I picked up the radio. “Dispatch, this is
Twenty-seven Alpha. On our way to Jackson and Fourteenth, over.”
Leon accelerated through the intersection as he
flipped on the lights and siren. I dropped my clipboard and feet to the floor.
God only knew what the scene would be like, but I had little doubt there would
be blood and lots of it, so I went ahead and pulled on a pair of rubber gloves.
“Busy night in Masontown tonight, isn’t it?” he
said.
I didn’t reply. We’d already been to that
neighborhood once tonight, but that wasn’t unusual. Between the people so
wasted they couldn’t remember how to care for themselves and those who were too
poor to do so, Masontown was no stranger to flashing red lights. Sex and
substances were the staple crops of that place. This wasn’t the first shooting
we’d attended there, and I doubted it would be the last.
As signs, cars, and buildings blurred past us, I
shifted into autopilot. Training kicked in, pushing emotions to the back of my
mind along with any thoughts I didn’t need for the task at hand. It wasn’t
apathy per se, but it was close—something to keep me calm and focused on the
clinical so I could do my job.
In minutes, we’d arrived at the scene. A small crowd
had gathered, but there were no flashing lights in sight except for our own
reflecting off cars and windows.
“Think it’s safe?” Leon asked. “Or do we wait for
the cops?”
I surveyed the scene. With no police in sight, it
was our discretion to move in or wait. In this case, there didn’t appear to be
anyone brandishing a weapon, so it was probably safe for us to attend. That,
and shootings usually meant serious injuries that couldn’t wait long.

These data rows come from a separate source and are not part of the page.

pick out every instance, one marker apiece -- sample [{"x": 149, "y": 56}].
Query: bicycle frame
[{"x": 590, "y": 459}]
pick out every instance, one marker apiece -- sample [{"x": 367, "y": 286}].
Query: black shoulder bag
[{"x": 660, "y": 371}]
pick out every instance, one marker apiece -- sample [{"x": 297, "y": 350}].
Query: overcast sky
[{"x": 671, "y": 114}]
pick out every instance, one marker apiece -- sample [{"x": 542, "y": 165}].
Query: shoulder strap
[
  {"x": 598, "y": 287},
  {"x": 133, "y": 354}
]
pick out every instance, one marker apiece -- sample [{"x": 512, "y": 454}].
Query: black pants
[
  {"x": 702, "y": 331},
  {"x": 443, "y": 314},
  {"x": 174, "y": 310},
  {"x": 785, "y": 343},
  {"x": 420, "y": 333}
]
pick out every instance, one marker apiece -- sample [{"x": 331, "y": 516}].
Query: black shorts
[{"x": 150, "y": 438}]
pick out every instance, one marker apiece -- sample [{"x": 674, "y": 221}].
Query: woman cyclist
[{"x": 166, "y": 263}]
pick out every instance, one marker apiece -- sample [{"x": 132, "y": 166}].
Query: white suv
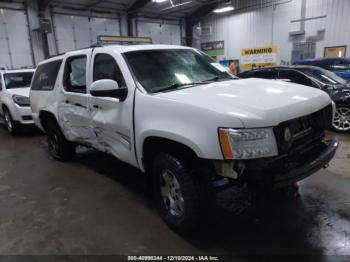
[
  {"x": 14, "y": 98},
  {"x": 179, "y": 117}
]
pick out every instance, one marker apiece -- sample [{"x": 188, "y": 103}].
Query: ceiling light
[
  {"x": 172, "y": 5},
  {"x": 224, "y": 9}
]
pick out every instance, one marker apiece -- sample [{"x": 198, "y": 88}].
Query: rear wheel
[
  {"x": 341, "y": 121},
  {"x": 180, "y": 194},
  {"x": 59, "y": 147},
  {"x": 10, "y": 124}
]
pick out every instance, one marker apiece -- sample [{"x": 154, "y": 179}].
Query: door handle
[{"x": 80, "y": 105}]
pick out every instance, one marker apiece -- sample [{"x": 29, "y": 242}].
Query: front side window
[
  {"x": 105, "y": 67},
  {"x": 75, "y": 74},
  {"x": 171, "y": 69},
  {"x": 324, "y": 76},
  {"x": 45, "y": 76},
  {"x": 18, "y": 80}
]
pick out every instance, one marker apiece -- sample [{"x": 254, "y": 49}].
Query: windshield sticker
[{"x": 219, "y": 67}]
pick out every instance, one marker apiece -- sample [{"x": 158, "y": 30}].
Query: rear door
[
  {"x": 1, "y": 112},
  {"x": 73, "y": 112}
]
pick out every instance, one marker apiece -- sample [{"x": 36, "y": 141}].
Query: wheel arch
[
  {"x": 45, "y": 116},
  {"x": 152, "y": 145}
]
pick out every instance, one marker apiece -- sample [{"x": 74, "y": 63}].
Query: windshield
[
  {"x": 171, "y": 69},
  {"x": 324, "y": 76},
  {"x": 340, "y": 66},
  {"x": 17, "y": 80}
]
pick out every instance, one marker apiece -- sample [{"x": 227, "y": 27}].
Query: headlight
[
  {"x": 247, "y": 143},
  {"x": 21, "y": 100}
]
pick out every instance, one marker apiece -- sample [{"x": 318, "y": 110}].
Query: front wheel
[
  {"x": 59, "y": 147},
  {"x": 11, "y": 125},
  {"x": 341, "y": 121},
  {"x": 179, "y": 193}
]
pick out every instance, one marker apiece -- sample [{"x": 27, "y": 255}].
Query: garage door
[
  {"x": 160, "y": 33},
  {"x": 74, "y": 32},
  {"x": 15, "y": 50}
]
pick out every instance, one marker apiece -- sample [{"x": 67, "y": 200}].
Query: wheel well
[
  {"x": 44, "y": 117},
  {"x": 154, "y": 145}
]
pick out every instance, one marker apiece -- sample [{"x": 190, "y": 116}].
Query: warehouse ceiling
[
  {"x": 178, "y": 8},
  {"x": 172, "y": 8},
  {"x": 152, "y": 8}
]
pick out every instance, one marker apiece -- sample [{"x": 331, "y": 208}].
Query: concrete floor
[{"x": 98, "y": 205}]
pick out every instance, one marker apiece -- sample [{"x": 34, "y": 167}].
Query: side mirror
[
  {"x": 327, "y": 87},
  {"x": 108, "y": 88},
  {"x": 285, "y": 80}
]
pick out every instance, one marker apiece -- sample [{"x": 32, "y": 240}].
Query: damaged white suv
[
  {"x": 183, "y": 120},
  {"x": 14, "y": 98}
]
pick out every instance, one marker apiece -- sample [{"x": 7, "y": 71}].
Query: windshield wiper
[
  {"x": 178, "y": 85},
  {"x": 219, "y": 77}
]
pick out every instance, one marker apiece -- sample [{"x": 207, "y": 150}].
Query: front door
[
  {"x": 112, "y": 119},
  {"x": 73, "y": 113}
]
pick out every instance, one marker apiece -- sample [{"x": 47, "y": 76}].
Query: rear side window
[
  {"x": 75, "y": 74},
  {"x": 45, "y": 76}
]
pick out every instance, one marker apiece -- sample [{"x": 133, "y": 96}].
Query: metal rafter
[{"x": 195, "y": 17}]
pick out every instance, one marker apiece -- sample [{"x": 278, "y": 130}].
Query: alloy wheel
[
  {"x": 171, "y": 193},
  {"x": 8, "y": 121},
  {"x": 342, "y": 119},
  {"x": 53, "y": 144}
]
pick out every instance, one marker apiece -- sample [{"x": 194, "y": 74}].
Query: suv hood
[
  {"x": 256, "y": 102},
  {"x": 23, "y": 91}
]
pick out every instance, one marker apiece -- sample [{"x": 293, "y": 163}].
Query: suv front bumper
[
  {"x": 22, "y": 114},
  {"x": 312, "y": 166},
  {"x": 286, "y": 170}
]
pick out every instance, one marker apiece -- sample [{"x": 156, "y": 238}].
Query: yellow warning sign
[{"x": 258, "y": 57}]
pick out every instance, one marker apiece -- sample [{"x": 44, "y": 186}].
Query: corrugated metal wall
[
  {"x": 271, "y": 24},
  {"x": 21, "y": 42},
  {"x": 159, "y": 31}
]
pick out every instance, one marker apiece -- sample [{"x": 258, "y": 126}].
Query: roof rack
[
  {"x": 20, "y": 68},
  {"x": 52, "y": 56},
  {"x": 110, "y": 39}
]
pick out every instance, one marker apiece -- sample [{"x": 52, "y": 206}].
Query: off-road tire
[{"x": 194, "y": 191}]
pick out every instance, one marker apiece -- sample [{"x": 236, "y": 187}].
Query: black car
[{"x": 336, "y": 87}]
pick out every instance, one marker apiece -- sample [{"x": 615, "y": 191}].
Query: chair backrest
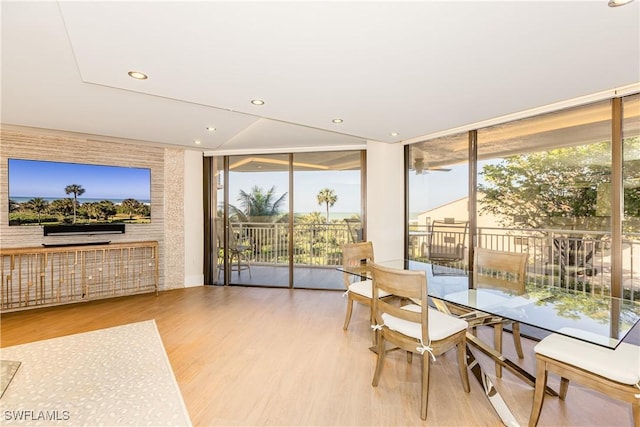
[
  {"x": 447, "y": 240},
  {"x": 355, "y": 229},
  {"x": 354, "y": 254},
  {"x": 500, "y": 270},
  {"x": 233, "y": 239},
  {"x": 409, "y": 284}
]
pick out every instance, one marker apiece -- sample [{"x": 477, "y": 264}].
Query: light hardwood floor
[{"x": 279, "y": 357}]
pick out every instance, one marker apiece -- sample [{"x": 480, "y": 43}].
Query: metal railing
[
  {"x": 576, "y": 259},
  {"x": 313, "y": 244}
]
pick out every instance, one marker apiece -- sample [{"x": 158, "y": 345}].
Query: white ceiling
[{"x": 415, "y": 68}]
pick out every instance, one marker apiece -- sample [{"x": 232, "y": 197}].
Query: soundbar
[{"x": 80, "y": 229}]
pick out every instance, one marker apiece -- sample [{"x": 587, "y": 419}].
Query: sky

“Safe as it’s going to be.” I unbuckled my seatbelt.
“Let’s go.” I went into the back, grabbed the jump kit, and stepped outside. There
was blood on the pavement, panic in the air and four people on the ground. No
one else looked to be injured, but the wounded still outnumbered us for the
time being. Triaging the scene, I silently cursed the budget cuts that had only
two people manning the ambulance instead of three or four.
I could use a few
more pairs of hands right about now, you fucking bean counters.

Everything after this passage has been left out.